Typically the cab drivers I get aren’t incredibly, how shall I put it… technologically advanced.  Like, most of them have phones that I haven’t seen since the show 90210.  And unless you’re in a major city, if they do have the ability to take a credit card, its the old manual left to right swipe of the card that gives the faintest possible receipt you’ve ever seen.

However, thanks to Mr. Jobs and the folks at Square, I had an awesome experience recently in a cab in Columbus, OH.  The cab driver had a Square attachment on his iPhone (see pic) and swiped my card and I immediately got a receipt emailed to me.  I also attached a photo of the receipt.

Square in the wild

Also, apparently Square is doing $3 million a day in mobile payments.  That’s HUGE!

2 Comments

  1. Shane Weaver on June 13, 2011 at 2:53 pm

    Excellent article about Square in this month’s issue of Wired.

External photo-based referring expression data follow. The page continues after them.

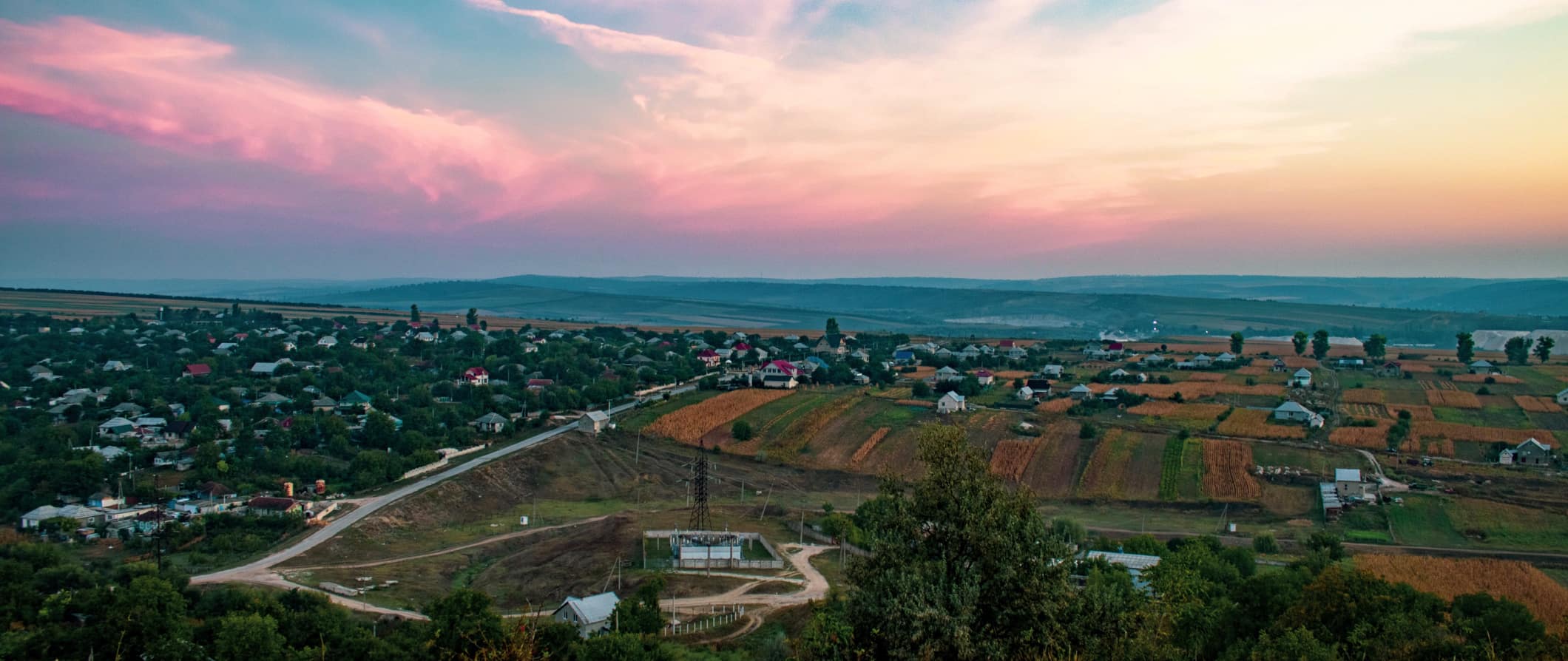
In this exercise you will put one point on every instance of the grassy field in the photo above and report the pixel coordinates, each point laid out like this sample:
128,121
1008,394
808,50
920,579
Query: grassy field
1432,521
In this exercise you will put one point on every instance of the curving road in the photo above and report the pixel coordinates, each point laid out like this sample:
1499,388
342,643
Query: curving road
260,571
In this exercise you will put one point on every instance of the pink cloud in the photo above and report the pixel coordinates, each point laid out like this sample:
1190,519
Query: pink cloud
184,93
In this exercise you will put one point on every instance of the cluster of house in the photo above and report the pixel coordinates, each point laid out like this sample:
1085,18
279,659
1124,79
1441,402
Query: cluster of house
1346,491
118,518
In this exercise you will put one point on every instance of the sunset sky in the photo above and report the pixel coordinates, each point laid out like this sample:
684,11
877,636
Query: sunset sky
476,138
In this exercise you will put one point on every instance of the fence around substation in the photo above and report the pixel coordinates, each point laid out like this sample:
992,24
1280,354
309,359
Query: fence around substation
717,616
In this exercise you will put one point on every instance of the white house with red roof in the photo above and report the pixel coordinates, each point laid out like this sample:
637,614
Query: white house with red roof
780,375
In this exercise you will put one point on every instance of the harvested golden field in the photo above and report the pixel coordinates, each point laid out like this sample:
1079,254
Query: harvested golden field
1416,411
866,448
1363,438
1362,397
1055,406
1012,456
1453,577
1243,389
1229,470
1363,411
1170,409
1537,404
1456,399
1255,425
1456,431
1435,447
1482,378
1189,390
687,425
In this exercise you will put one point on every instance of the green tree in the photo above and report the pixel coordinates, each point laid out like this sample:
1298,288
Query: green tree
1544,348
960,561
1518,350
740,430
1376,347
462,624
641,613
249,637
1321,344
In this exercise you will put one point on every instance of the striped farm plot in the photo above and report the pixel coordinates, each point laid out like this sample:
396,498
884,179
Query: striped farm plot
689,424
1253,424
1363,438
1416,411
1012,458
1537,404
1052,472
1446,393
1229,470
1362,397
1125,466
1473,434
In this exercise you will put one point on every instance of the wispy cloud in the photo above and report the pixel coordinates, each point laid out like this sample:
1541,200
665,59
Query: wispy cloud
1013,115
186,93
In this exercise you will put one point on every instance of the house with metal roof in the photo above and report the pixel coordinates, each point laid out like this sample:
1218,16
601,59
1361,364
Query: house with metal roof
1292,413
590,614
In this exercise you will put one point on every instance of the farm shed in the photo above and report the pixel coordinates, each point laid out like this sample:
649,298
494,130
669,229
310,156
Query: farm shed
590,614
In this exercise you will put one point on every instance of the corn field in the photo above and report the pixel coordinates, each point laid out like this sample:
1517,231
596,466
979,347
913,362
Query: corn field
687,425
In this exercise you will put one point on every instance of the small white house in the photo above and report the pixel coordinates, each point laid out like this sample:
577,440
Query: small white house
595,421
590,614
1292,413
491,424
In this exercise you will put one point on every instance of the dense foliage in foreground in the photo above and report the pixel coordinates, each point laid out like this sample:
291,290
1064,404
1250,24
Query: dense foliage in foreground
963,567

  2. @TonyKinard on June 13, 2011 at 4:27 pm

    Great, isn’t it?  But it’s not just mobile payments that are about to hit big [due to the pervasiveness of smartphones] that I’m excited about.  I can’t wait for the added layer of security to everything that should make our lives just a little bit easier, especially when it comes to the management and authentication of my identity.   Spawned by having to update my driver’s license information and car registration, I recently went through agonizing, labor intensive and time consuming exercise of cleaning up all my important personal information that is just sitting out there all over the place in various user accounts (social, shopping sites, services, subscriptions, etc, etc).  Managing all this stuff has become a serious pain and it’s not as secure as it could be.  I’m yearning for a standardized, centralized, ultra-secure place to manage my identity and provide my information to authorized 3rd parties.  Smart phones are able to add a second layer of security (2-step verification) that instantly generates verification codes to do such things as authorize mobile payments, approve exchange of sensitive information, sign into your accounts, etc.   So basically your smartphone becomes a physical/digital way to help identify and authenticate that it is really you.  Hackers may steal my information, but they’ll have to also physically steal my phone (my key) in order to get past the front door of anything I secure in this manner.  Location based logic can also be put in place so that if in the unlikely case, my phone is digitally cloned (boy, you’d have to really be determined), you would still have to be in some reasonable proximity to where I’m likely to be.  So if I’m placing an online order and I know the right information, my phone authenticates it’s me, but somehow it says I’m standing in a cafe in Addis Ababa, Ethiopia… perhaps it’s not me.